Former Texas Governor Perry, Trump’s Energy Secretary nominee, served on the boards of Energy Transfer Partners and Phillips 66 — both involved in the DAPL — before stepping down. Perry still owns stock in both companies but said he will divest it, recusing himself from any decision involving these companies for at least two years.
Finally, there’s Tillerson, Trump’s pick for Secretary of State. Tillerson worked for ExxonMobil for more than 40 years, most recently serving as its Chief Executive. ExxonMobil is currently under investigation for misleading the public about the role of fossil fuels in climate change.
What Can We Do To Help?
All of this seems bad, and it is. But there are ways to help and become part of the resistance.
The biggest way to help is by raising your voice. This could mean anything from calling members of Congress to protesting in the streets. You can get started by finding the contact information of your local Senators and briefly stating your position on topics like the DAPL.

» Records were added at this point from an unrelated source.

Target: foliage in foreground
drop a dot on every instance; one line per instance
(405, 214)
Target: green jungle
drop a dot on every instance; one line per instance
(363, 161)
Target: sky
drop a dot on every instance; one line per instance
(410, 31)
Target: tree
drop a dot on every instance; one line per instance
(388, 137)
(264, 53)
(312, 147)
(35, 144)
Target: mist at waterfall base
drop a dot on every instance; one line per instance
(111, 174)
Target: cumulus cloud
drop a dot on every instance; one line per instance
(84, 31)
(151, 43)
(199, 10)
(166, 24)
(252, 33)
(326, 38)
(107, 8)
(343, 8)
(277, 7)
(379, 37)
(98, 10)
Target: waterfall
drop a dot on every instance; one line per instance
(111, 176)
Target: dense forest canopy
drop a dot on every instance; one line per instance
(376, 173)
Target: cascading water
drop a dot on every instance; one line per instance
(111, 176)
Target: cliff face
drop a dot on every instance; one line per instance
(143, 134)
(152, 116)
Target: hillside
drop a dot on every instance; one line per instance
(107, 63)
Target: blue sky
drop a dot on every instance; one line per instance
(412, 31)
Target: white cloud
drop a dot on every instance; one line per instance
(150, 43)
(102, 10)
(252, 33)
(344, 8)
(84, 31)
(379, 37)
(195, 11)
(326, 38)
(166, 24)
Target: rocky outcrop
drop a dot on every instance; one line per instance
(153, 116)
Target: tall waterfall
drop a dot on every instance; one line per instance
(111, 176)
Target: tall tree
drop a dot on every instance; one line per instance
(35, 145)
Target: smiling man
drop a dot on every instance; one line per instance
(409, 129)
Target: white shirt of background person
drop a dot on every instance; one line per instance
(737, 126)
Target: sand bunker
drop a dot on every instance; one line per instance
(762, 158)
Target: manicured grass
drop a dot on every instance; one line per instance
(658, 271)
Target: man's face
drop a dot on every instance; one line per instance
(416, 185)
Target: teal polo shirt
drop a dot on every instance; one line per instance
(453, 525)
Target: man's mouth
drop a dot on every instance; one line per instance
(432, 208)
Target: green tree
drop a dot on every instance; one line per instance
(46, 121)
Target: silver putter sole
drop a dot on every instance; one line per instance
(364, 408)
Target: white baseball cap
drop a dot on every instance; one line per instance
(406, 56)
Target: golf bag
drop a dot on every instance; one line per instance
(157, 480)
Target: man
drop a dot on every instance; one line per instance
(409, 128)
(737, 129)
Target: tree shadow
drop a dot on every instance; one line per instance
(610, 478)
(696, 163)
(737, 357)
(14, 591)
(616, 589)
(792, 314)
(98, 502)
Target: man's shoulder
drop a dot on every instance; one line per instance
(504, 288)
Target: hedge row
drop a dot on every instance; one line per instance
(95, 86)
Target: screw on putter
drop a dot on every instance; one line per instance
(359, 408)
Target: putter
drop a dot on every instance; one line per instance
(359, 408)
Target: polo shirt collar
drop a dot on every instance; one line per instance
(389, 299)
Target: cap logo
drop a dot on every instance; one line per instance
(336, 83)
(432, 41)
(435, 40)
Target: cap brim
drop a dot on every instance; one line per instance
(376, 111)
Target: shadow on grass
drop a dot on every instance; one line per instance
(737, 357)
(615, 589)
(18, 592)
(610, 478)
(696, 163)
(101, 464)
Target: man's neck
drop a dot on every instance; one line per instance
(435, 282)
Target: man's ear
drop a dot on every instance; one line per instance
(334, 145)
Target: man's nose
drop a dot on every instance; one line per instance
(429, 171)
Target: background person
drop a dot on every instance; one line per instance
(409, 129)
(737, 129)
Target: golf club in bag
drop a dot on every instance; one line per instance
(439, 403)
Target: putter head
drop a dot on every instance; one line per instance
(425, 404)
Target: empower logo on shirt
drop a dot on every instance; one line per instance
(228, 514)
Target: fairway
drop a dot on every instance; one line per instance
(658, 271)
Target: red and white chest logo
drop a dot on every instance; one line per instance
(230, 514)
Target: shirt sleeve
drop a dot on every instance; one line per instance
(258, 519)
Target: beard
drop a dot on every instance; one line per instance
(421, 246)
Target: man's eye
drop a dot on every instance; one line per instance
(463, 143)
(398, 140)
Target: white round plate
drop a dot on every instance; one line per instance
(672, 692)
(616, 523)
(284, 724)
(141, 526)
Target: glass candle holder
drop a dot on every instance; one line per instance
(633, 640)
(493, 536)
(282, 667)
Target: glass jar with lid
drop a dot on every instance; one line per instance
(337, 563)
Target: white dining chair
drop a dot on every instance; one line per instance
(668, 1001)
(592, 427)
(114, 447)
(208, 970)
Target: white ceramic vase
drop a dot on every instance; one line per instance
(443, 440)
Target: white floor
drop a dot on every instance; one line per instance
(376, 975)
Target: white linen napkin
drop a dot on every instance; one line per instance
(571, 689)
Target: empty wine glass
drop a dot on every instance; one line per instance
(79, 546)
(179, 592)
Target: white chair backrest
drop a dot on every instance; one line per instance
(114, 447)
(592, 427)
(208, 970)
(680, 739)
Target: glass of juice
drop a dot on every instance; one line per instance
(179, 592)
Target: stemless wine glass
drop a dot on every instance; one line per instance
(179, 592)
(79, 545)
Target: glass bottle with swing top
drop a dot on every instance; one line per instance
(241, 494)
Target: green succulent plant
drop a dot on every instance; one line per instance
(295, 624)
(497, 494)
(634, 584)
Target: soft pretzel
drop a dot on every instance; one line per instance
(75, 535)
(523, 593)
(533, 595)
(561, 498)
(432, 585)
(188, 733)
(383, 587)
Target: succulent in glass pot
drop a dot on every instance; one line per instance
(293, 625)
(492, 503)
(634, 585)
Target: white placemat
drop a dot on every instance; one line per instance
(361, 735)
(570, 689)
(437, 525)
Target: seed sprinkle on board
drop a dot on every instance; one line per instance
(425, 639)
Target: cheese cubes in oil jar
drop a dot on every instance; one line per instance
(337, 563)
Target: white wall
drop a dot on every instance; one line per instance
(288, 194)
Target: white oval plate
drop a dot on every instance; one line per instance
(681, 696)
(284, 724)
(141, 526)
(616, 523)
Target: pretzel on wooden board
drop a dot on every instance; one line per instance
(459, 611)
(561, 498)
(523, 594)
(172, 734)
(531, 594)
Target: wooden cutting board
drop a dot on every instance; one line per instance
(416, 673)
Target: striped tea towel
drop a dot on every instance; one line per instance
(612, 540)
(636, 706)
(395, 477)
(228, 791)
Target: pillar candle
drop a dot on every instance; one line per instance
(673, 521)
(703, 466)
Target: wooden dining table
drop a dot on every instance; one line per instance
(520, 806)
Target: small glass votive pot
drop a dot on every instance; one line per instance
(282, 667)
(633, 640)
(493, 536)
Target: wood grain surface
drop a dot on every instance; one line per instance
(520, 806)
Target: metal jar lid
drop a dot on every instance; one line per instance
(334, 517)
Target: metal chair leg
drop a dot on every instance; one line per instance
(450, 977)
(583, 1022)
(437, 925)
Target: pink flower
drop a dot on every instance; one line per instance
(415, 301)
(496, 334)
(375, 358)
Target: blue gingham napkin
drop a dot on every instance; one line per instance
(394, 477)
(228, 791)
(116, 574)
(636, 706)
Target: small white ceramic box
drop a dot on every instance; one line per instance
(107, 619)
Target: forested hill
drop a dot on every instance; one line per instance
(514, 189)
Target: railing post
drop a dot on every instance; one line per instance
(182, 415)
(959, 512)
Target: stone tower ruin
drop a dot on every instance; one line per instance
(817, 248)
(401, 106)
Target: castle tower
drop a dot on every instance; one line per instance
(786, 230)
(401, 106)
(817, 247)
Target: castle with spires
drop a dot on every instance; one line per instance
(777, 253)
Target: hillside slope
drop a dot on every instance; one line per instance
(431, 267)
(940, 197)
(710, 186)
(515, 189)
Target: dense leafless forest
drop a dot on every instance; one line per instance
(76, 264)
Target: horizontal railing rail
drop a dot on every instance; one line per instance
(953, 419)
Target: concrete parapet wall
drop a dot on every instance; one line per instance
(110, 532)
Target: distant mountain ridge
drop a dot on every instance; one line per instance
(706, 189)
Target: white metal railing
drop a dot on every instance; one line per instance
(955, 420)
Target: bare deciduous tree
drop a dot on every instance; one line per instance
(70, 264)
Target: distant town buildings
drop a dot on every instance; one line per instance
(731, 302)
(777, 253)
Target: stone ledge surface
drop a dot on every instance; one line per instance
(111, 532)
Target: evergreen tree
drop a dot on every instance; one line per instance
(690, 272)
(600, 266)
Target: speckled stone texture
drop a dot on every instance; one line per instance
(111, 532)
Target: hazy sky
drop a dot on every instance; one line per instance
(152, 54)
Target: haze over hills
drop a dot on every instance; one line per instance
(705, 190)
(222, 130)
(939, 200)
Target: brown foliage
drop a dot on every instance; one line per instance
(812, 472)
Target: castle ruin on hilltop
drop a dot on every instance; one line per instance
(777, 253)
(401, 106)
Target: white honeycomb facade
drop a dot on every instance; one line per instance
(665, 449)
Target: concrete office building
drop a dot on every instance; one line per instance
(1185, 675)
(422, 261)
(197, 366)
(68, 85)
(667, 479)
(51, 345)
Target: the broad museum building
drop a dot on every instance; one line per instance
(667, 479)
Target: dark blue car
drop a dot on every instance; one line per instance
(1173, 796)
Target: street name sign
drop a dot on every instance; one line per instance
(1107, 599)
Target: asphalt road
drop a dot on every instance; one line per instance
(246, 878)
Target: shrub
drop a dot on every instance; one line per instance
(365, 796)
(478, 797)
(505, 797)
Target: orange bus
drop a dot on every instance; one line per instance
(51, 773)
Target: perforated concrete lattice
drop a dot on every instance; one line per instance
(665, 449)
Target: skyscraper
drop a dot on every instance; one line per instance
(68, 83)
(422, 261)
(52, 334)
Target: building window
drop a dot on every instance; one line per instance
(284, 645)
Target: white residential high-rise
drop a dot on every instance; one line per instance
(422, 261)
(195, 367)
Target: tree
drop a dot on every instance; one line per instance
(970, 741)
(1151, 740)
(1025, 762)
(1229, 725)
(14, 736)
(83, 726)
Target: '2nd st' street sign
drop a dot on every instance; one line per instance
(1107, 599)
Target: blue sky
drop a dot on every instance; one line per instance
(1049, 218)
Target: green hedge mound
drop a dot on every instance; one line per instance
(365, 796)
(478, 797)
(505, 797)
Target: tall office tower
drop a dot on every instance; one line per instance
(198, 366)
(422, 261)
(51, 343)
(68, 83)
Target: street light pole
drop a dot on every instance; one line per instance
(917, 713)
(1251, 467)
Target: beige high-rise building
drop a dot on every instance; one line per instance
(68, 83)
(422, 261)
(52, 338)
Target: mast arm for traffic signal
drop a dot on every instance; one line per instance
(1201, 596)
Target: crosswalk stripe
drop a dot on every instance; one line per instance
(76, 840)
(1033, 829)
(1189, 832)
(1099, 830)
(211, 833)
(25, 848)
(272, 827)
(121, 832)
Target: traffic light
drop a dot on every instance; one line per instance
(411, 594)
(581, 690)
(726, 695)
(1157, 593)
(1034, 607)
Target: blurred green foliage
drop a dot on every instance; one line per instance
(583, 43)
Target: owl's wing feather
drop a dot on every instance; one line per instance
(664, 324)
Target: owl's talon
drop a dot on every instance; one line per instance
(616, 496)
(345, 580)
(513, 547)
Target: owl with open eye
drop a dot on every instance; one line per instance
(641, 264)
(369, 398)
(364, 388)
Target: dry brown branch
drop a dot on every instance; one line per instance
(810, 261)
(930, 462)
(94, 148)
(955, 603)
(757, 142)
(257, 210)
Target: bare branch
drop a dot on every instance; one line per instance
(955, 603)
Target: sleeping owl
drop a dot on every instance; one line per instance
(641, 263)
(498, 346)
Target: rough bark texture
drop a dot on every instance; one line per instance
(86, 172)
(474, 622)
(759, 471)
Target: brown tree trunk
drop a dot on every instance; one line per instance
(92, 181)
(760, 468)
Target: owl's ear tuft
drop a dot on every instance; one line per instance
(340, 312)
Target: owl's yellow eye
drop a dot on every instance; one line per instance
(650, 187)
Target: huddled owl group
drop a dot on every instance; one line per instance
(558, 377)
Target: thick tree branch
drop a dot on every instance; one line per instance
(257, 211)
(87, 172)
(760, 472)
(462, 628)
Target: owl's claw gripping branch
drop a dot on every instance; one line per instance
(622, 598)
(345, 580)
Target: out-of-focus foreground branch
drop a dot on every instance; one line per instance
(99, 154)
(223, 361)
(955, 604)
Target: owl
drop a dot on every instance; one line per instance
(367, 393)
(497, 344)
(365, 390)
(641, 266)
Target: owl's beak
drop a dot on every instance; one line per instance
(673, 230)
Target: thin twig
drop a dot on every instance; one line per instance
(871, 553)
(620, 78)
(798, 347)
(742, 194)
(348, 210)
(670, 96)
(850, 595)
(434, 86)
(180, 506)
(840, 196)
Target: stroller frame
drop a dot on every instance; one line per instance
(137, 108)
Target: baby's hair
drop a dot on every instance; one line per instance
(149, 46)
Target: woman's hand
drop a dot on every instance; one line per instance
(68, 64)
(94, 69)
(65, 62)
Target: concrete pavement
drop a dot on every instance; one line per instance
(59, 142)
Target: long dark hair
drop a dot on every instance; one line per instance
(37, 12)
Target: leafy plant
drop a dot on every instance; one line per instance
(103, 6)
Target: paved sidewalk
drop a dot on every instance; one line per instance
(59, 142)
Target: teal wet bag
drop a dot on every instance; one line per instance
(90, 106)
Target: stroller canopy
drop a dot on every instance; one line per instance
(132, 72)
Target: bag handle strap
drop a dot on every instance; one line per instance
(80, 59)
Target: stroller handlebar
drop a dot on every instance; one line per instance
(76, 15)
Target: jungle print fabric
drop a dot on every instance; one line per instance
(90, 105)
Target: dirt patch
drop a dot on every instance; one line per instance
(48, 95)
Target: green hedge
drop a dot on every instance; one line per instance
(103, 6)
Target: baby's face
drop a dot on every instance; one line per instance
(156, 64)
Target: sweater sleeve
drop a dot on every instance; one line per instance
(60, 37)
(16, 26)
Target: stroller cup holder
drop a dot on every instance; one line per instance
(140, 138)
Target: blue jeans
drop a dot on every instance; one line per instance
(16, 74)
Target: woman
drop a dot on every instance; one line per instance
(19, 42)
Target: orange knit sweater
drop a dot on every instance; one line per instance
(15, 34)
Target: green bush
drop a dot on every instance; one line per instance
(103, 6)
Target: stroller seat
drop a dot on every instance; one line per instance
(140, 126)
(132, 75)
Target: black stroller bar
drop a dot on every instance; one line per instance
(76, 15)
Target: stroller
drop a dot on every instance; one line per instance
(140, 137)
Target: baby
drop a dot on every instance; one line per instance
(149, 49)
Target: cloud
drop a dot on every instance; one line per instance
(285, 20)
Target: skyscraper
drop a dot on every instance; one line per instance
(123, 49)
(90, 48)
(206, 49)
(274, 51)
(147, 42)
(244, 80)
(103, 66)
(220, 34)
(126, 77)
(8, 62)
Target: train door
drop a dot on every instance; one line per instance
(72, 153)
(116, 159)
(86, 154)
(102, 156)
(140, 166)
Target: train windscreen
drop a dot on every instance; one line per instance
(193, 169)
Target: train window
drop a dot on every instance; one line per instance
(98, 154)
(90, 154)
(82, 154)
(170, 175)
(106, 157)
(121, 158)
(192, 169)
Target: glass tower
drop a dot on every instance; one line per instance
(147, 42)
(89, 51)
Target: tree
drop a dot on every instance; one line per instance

If it weren’t for the protests at Standing Rock and public outcry against the DAPL, most of us probably would never have heard of it. The pipeline would’ve remained non-controversial, and the federal government would have likely approved it.
In the age of Trump, letting your lawmakers know how you feel is more important than ever. The more they know how their constituents feel, the more likely they are to stand up for what’s right.
You can also donate to a nonprofit organization focused on protecting the environment. Whether you donate $5 or $5,000, all money goes toward making sure we have a healthy planet to pass down to our children. Here are a few organizations to consider:
- Environmental Defense Fund
- Natural Resources Defense Fund
- Union of Concerned Scientists
- The Sierra Club
Natural gas pipeline breaks and oil spills already happen nearly every single day. Action is critical to making sure these massive environmental nightmares, like what happened last week in Iowa, are no longer an everyday event.